The idea to redo the third floor hallway area, however, had been brewing in the minds of the Administration for years. “I had heard for many years that the space, just outside of the Upper School Head’s office, where those wooden benches are, I had heard from students for many years that the trophy thing is ‘dumb, it just sits there, we never really used it,’” Frank said. “There was a sense of it being an uncomfortable gallery of walking up and down and people sitting on the benches. It just didn’t feel good. It didn’t feel comfortable.”
Unlike other changes in the Upper School, this project seemingly had no student input on the design of the renovations. “This project, I guess, moved a lot faster than expected, as I initially started working with the students in the Architecture class to look at that space and the cat boxes, and things moved a lot quicker than I expected,” Brandon said. From there, Brandon realized that there were few changes that could be made. “Once the architect comes in with the renderings, it’s kind of where we stand,” Brandon said.
The Architecture class was originally tasked with designing a new third floor hallway space and met with Brandon to identify what the administration wanted the space to have. On November 2, the class was then tasked with designing a new model of the catboxes, which, according to members of the class, Frank and Brandon came and observed and talked with students about.

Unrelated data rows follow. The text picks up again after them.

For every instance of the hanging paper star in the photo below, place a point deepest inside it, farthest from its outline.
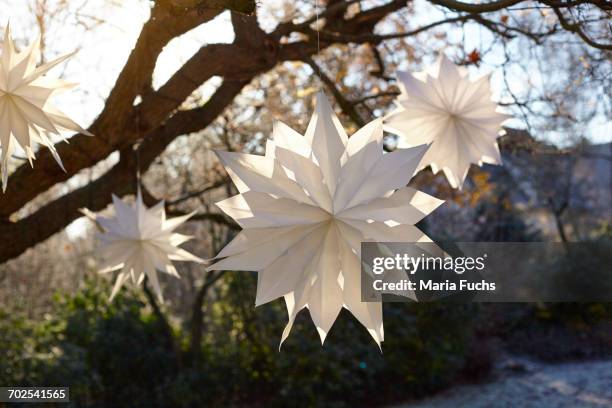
(306, 206)
(26, 115)
(140, 241)
(444, 107)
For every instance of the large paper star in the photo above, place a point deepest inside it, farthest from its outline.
(26, 115)
(442, 106)
(306, 206)
(139, 242)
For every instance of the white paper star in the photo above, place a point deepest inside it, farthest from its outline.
(306, 206)
(442, 106)
(140, 241)
(26, 115)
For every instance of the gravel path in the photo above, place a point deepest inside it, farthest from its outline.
(569, 385)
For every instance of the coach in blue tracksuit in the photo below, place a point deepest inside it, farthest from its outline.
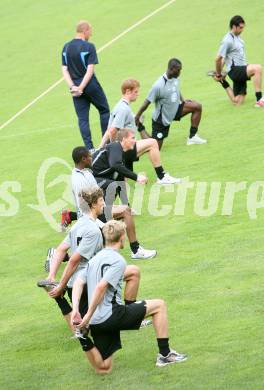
(78, 60)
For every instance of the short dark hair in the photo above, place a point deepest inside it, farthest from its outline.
(174, 62)
(91, 195)
(78, 153)
(236, 21)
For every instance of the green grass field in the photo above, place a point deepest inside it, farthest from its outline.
(209, 268)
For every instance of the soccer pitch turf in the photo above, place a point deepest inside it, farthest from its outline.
(209, 268)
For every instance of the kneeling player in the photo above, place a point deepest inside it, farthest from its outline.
(106, 315)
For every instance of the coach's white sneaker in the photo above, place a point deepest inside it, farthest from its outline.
(196, 140)
(260, 103)
(172, 357)
(143, 253)
(168, 179)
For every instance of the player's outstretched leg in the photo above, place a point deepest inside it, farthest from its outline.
(158, 310)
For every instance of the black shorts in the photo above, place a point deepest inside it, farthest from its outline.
(112, 189)
(106, 336)
(65, 306)
(238, 74)
(130, 156)
(83, 305)
(159, 130)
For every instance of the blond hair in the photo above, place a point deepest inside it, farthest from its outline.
(124, 133)
(129, 84)
(82, 26)
(113, 231)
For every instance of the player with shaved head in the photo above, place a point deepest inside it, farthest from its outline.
(78, 60)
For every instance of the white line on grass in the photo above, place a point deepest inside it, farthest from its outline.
(38, 131)
(99, 50)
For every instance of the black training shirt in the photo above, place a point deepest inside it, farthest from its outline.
(77, 55)
(108, 163)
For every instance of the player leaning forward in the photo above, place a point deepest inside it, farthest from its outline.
(232, 54)
(170, 106)
(106, 315)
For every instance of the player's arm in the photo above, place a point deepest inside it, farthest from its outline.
(141, 110)
(67, 273)
(97, 297)
(57, 260)
(87, 77)
(67, 77)
(90, 62)
(111, 133)
(111, 277)
(219, 61)
(115, 160)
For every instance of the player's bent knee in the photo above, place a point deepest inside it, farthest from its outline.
(199, 107)
(154, 143)
(134, 270)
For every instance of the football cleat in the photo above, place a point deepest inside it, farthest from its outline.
(143, 254)
(50, 254)
(65, 219)
(47, 284)
(168, 179)
(196, 140)
(171, 358)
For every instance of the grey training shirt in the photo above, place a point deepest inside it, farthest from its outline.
(110, 266)
(232, 49)
(85, 237)
(165, 94)
(122, 116)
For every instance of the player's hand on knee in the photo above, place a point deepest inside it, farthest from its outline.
(75, 91)
(76, 318)
(142, 179)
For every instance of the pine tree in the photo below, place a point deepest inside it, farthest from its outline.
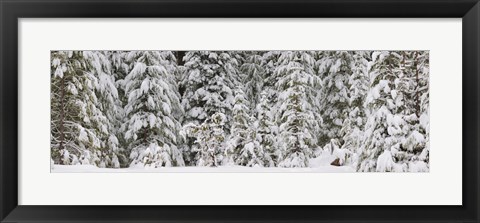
(209, 82)
(242, 146)
(295, 116)
(77, 124)
(335, 68)
(254, 76)
(266, 131)
(152, 130)
(391, 141)
(354, 124)
(210, 137)
(207, 88)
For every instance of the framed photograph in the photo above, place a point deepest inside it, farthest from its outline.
(239, 111)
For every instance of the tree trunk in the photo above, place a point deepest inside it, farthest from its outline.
(62, 113)
(180, 55)
(417, 97)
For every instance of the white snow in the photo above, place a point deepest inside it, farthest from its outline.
(221, 169)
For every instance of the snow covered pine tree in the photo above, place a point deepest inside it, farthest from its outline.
(334, 111)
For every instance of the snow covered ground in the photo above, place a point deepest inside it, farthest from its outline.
(222, 169)
(320, 164)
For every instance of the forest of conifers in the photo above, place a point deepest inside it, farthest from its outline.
(149, 109)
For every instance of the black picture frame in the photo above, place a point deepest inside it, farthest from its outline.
(12, 10)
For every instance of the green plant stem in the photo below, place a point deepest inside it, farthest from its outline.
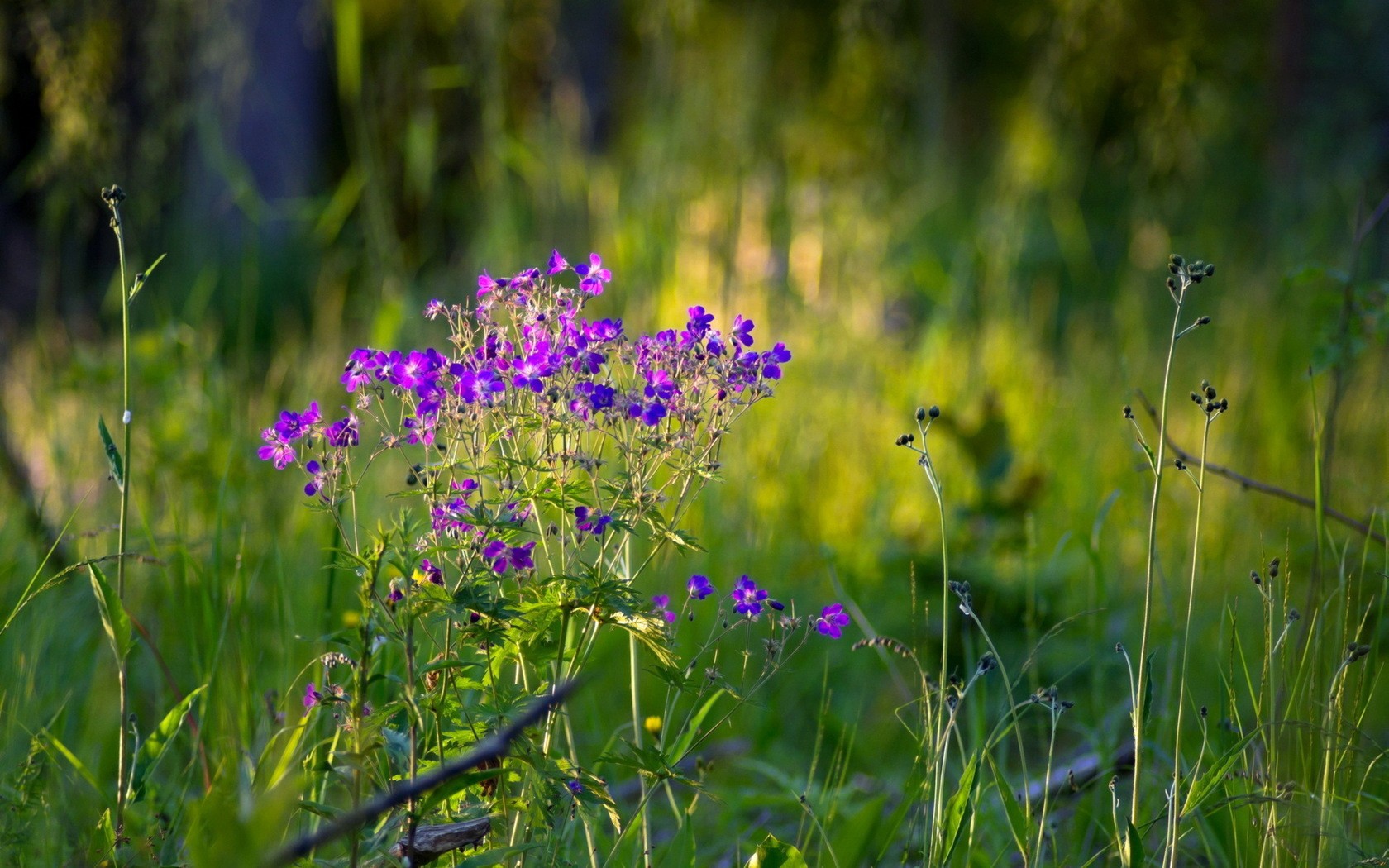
(122, 535)
(1046, 790)
(637, 739)
(1152, 557)
(1174, 823)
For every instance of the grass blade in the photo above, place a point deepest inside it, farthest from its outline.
(112, 455)
(112, 614)
(157, 743)
(959, 807)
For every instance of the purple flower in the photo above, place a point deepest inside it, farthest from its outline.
(774, 359)
(652, 414)
(592, 398)
(747, 598)
(343, 432)
(520, 557)
(429, 573)
(699, 322)
(699, 586)
(661, 603)
(590, 521)
(357, 371)
(532, 370)
(833, 620)
(659, 385)
(742, 331)
(318, 477)
(295, 425)
(504, 556)
(477, 386)
(275, 451)
(603, 331)
(594, 275)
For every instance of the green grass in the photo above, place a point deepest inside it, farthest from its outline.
(1284, 767)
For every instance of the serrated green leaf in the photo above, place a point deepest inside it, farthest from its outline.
(1213, 776)
(772, 853)
(960, 806)
(112, 614)
(156, 743)
(112, 455)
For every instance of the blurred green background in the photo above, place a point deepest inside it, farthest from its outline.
(966, 204)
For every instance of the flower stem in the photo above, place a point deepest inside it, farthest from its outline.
(1152, 557)
(122, 535)
(1174, 817)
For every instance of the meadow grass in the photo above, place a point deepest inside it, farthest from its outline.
(241, 590)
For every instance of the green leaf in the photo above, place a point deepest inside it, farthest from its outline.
(112, 614)
(856, 832)
(496, 857)
(960, 806)
(1211, 778)
(772, 853)
(680, 851)
(651, 631)
(1017, 817)
(156, 743)
(112, 455)
(682, 746)
(145, 275)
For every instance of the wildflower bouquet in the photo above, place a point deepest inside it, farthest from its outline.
(549, 460)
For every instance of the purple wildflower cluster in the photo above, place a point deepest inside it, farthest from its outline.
(749, 600)
(524, 351)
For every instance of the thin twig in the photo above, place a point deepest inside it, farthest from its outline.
(1246, 482)
(492, 747)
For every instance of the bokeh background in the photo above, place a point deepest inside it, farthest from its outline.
(952, 203)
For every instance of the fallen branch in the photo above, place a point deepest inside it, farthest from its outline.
(432, 842)
(1246, 482)
(492, 747)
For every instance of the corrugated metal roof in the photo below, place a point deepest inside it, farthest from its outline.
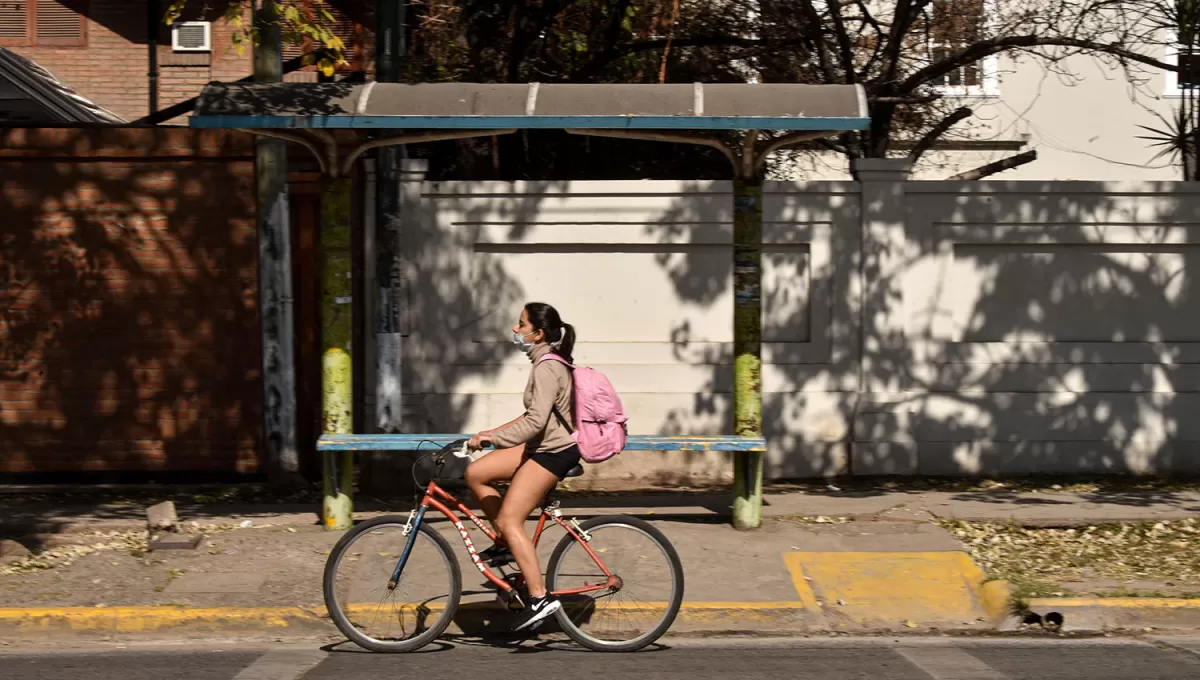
(531, 106)
(31, 95)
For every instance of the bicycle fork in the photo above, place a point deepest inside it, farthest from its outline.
(414, 523)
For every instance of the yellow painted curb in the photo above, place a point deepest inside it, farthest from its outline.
(148, 619)
(996, 597)
(935, 588)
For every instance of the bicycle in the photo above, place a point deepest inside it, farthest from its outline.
(426, 560)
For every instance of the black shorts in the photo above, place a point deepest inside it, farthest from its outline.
(559, 462)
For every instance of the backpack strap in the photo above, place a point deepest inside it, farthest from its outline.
(568, 363)
(563, 420)
(553, 356)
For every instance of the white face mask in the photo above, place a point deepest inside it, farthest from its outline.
(526, 347)
(519, 340)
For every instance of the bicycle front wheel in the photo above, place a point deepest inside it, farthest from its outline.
(397, 619)
(641, 600)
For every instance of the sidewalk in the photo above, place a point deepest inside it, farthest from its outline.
(853, 561)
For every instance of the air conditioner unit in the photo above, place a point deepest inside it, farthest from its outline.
(192, 36)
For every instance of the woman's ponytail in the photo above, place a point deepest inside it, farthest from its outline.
(568, 345)
(561, 336)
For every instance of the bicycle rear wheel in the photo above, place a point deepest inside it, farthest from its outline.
(637, 609)
(391, 620)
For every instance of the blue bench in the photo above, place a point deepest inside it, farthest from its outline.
(337, 483)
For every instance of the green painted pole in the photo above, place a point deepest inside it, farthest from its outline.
(337, 404)
(748, 348)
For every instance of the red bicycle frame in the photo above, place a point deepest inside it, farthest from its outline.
(431, 499)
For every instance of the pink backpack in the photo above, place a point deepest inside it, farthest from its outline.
(599, 417)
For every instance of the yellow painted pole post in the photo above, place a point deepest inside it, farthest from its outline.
(748, 348)
(337, 404)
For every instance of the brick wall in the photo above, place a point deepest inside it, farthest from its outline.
(129, 330)
(113, 68)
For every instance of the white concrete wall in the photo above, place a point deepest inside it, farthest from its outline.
(984, 328)
(1084, 127)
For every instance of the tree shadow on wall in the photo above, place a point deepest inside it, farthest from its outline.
(1031, 330)
(130, 337)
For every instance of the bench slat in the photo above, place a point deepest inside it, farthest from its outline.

Members of the Architecture class enjoyed the project and thought that it was interesting for Parker to include it in the curriculum. “I want to applaud the Parker curriculum that the architecture course was designed around improving the school and it gave us an opportunity to go and have this real-life experience of designing a space,” Wagner said, “and even to the point where we were able to go down to the catboxes and get measurements, so that all of the models that we were making were pretty exact. I think it’s really interesting that Parker had that curriculum in the first place.”
While there was no direct communication between the architect and the Architecture class, their designs for a new third floor hallway were utilized. “I don’t know if there was any direct conversation between those students and the design of the third floor area,” Frank said. “But I do know that I’d seen their ideas, and the school’s architect had seen their ideas, and I think the idea of the benches, with tables and chairs, came from there, and it may have influenced it more indirectly than directly, but there was certainly a similarity in some of the ideas the students had worked on.”
While the process was not as direct as some students would have liked, members of the Architecture class still felt that their ideas were heard. “Honestly, I’m kind of a pessimist, so I wasn’t really sure if I felt that way, but according to the administration, meeting with our class, we gave them some really good ideas,” Wagner said. “Meeting with the administration multiple times and getting their feedback and input on our designs really felt like they were at least interested in what we had to say. Overall, it just felt like, kind of a partnership.”
Despite some early controversy concerning the replacement of the current sophomore bench, members of the community feel that this was a welcome change. “I think it’s good that they’re not getting rid of it, but just lengthening it,” Wagner said. “In the interview that we had with Mr. Brandon, he was talking about how he thought that the space was really an example of the divide between the grades, and I think that a long bench like that is really the way to allow more people to sit, and how it’s less of the sophomore bench, and it’s more of a seating place in the hallway, it’s not an official of a thing.”